Seasonal Sights and Sounds

Posted on the 19 December 2022 by Steveawiggins @stawiggins

It’s listed as one of the top ten Christmas activities in Pennsylvania.  Koziar’s Christmas Village, located north of Reading and really out in the country, has been in business for 75 years.  Family owned and operated, it’s a walkthrough Christmas lights display.  I’ve been to many drive-through displays over the years, but on Saturday we went to this walk-through.  I wasn’t quite sure what to expect.  In the end, it was like many such attractions—lots of lights and painted plywood cutouts, flocked animals and dioramas with mechanically moving dolls.  What was truly impressive, however, was the number of people there.  Opening daily at 5 p.m., just as it’s getting dark, the sizable parking lot was already filling up at 4:30.  Walking through the display was essentially letting yourself by moved along by the crowds.  There were thousands of people there on Saturday night.
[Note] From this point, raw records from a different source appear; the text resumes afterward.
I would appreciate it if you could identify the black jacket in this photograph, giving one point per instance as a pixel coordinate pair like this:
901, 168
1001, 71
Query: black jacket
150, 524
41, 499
Getting into our car to head home, there were yet miles of cars backed up wanting to get in, and this was at 8:30.  Such sights of Christmas put us in holiday mode.  Seeing so many other people getting into the spirit of things was, in its own way, inspirational.  The next night—this being the weekend before the holiday itself—we attended the Christmas with the Celts concert at the Zollner Arts Center in Bethlehem.  Bethlehem prides itself on being “Christmas City,” founded, as it was, on Christmas Eve by the Moravians.  Christmas with the Celts is an annual show with different line-ups having in common live music, Celtic tunes, and Christmas.  The auditorium was pretty full, so I was glad for our masks.  They didn’t get in the way of the sounds of Christmas and a few stories from Ireland.
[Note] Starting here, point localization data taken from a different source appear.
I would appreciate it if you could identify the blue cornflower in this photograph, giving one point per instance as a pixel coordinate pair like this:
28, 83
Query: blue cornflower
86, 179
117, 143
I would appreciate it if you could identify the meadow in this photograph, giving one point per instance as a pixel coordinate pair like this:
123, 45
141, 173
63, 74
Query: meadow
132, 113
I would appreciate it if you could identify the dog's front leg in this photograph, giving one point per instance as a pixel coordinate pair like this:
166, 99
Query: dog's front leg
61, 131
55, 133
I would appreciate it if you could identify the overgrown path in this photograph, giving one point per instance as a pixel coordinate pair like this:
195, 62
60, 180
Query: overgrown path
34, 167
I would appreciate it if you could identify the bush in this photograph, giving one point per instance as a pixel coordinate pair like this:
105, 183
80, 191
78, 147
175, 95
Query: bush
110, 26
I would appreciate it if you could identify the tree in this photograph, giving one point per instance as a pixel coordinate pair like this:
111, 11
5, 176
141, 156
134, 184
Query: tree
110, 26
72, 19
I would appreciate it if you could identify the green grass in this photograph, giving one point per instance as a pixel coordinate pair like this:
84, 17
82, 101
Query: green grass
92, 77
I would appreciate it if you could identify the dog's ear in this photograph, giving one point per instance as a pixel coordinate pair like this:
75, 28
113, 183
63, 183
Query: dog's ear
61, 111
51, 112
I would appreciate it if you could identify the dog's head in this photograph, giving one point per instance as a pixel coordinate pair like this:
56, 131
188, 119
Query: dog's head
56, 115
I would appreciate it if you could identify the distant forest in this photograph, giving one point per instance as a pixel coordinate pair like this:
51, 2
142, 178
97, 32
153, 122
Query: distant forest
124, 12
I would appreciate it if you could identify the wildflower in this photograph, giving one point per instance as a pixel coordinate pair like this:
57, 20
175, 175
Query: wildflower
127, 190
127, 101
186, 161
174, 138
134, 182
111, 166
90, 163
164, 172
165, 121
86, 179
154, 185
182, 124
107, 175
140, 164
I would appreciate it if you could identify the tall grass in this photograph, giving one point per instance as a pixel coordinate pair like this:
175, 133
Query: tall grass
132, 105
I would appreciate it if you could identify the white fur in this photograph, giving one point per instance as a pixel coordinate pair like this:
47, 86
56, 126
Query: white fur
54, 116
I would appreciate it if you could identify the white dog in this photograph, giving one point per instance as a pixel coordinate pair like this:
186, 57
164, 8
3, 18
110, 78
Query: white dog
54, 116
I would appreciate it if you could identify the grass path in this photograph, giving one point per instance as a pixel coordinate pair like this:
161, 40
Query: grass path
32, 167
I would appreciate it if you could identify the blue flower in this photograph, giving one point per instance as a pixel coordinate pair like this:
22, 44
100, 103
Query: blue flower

The sights and sounds of Christmas are part of what make this time of year so memorable, and something to which we look forward each year, despite the shortness of the days and the coldness of the air.  There’s a hopefulness about the holiday season, an underlying awareness that things need not always be as they are now.  Just two days away, the winter solstice—the holiday of Yule in its own right—marks the slow turning point to longer days.  It means winter is just getting started, but the cold brings with it more and more light in compensation.  Holiday sights and sounds help us through this transition.  And maybe, if things go right, they won’t be just the same as before afterwards, they may be even better.